What is the Right to be Forgotten?
The General Data Protection Regulation (GDPR), which came into force in May 2018, provides people with more control over how their personal data is collected and used. Organisations must comply with strict rules around how they handle this information.
Children and GDPR
Children have the exact same data protection rights as adults. These include the right to access their personal data, request rectification, object to processing, and to have their personal data erased. There are even child-specific protections under the GDPR. For example, organisations need to make sure that they provide transparent information in clear language that the child can understand.

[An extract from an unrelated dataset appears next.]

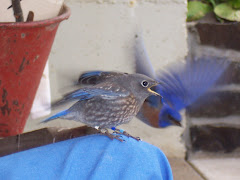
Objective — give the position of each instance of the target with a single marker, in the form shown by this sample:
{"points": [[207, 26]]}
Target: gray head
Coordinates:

The Digital Age of Consent
In Ireland the digital age of consent has been set at 16. This means that organisations and online services must get parental consent before they collect or use the data of anyone under that age. Most social media platforms require users to be 13 years-old to access and use their services.
What is the ‘Right to be forgotten’?
The Right of Erasure is among your rights under the GDPR – it is also known as ‘Right to be Forgotten’. This means that, in certain circumstances, you can ask an organisation to delete your personal information, or ask a search engine to remove links to content about you that is inadequate, irrelevant or excessive.
Children have special protection because they may be less aware of the risks of giving their information to organisations. Even if you are an adult now, you have the right to have your data erased because it was collected from you when you were a child.
However, there are some restrictions on the right to be forgotten, especially when there is a public interest in the information.
When can I ask an organisation to delete my personal data?
You can ask for your personal data to be deleted when, for example, the company that has your information no longer needs it, you have withdrawn your consent, or you object to the processing of your data.
More details about the grounds that apply to this can be found at the Data Protection Commission website.
What happens when an organisation is required to delete your personal data?
The organisation should delete your personal data, and also take steps to tell anyone it has shared your information with that you have requested the data is deleted. The only exception is if this would be impossible or would involve disproportionate effort.
Are there situations where the Right to be Forgotten doesn’t apply?
Yes, certain grounds do need to apply for a person to have the right to be forgotten. These include where there is also a right to freedom of expression, because of legal obligations, or if there is a public interest in the information.
Additional information about all your rights under the GDPR can be found on the Data Protection Commission website.
The DPC are the authority in Ireland who are responsible for upholding the right of individuals in the EU to have their personal data protected.